Baseball? It's an intellectual exercise rooted in tradition and contemplation, and tens of thousands of people don't spend small fortunes to traipse across the country for a traditional, contemplative intellectual exercise.
Another solution is shortening the season. Correct me if I'm wrong, but no major professional sport has ever shortened its season. Not the NFL, not the NBA, not anybody. College football is longer than it used to be. College basketball has more games than it used to have. Everything in sports is bigger than it was, and stodgy baseball isn't going to be the first to buck that trend. And who would want that anyway?
The process of a baseball season is a lot like the process of writing a book: It's most enjoyable when it's over.

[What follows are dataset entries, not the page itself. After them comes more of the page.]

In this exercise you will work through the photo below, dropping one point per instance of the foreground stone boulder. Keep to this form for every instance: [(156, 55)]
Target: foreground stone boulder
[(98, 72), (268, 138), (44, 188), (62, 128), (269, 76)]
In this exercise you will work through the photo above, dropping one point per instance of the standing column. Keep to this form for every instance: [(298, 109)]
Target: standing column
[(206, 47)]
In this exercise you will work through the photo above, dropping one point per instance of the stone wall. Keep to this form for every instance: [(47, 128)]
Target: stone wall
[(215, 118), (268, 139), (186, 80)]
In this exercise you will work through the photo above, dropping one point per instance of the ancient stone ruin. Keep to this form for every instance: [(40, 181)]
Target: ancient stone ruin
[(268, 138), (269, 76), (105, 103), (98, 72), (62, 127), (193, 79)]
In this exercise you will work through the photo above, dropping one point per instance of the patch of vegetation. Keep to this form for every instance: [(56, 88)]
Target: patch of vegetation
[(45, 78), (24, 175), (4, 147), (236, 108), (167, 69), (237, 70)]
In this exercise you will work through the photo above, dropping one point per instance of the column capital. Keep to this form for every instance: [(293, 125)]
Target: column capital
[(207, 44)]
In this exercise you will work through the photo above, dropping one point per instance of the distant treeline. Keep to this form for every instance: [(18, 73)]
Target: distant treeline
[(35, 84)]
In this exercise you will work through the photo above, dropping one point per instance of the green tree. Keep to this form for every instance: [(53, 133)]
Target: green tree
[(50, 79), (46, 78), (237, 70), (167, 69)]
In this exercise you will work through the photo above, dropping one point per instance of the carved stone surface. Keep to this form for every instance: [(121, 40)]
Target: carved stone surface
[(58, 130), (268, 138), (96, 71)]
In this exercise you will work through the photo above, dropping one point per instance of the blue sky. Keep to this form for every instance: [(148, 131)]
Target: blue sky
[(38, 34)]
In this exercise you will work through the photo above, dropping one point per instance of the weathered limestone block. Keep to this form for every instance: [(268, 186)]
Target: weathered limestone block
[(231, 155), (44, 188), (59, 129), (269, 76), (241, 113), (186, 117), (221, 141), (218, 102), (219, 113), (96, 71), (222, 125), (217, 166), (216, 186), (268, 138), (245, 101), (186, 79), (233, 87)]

With baseball, that means wrapping up the 162nd game and then looking back and studying the statistics, seeing which players got better or worse (or, like Adam Dunn, both). If the season becomes 154 games or 148 games or whatever pie-in-the-sky length being floated by this baseball writer or that one, the process will be ruined. We can't enjoy the season because it's baseball, and now we can't enjoy its conclusion because it's not baseball. Sort of like what steroids did to the game a few years ago.
Another solution, and I'm providing the link so you don't think I'm making this up, is to shorten the actual games in the World Series from nine inning to seven. Apparently that bastardized, rain-interrupted Game 5, which started on a Monday and ended with a three-inning shootout on a Wednesday, wasn't a travesty. It was the future. Or something like that. Look, click the link. I can't make sense of it, and it hurts my head just to try.
What's kind of nice is that there are still people who think baseball is worth saving. Some pitchers make $500,000 for a single start, even the starts that don't make it out of the second inning, and Scott Boras is about to get Manny Ramirez a contract worth $50,000 per plate appearance, even the at-bats when he's not trying. Tickets are too expensive, parking is too expensive and ballpark concourses are too much like the local mall, only with a much more expensive food court.
But still people -- people who go to the ballpark for free, it must be pointed out -- want to save baseball. That's sweet.
Me, I say baseball can't be saved. Blame Bud or Barry Bonds or Mark McGwire or whatever scapegoat you want, but just admit what is clear. Baseball is no longer our national pastime. It's now a niche sport. The baseball media would disagree, but as the steroid scandal showed us, the baseball media is always the last to know.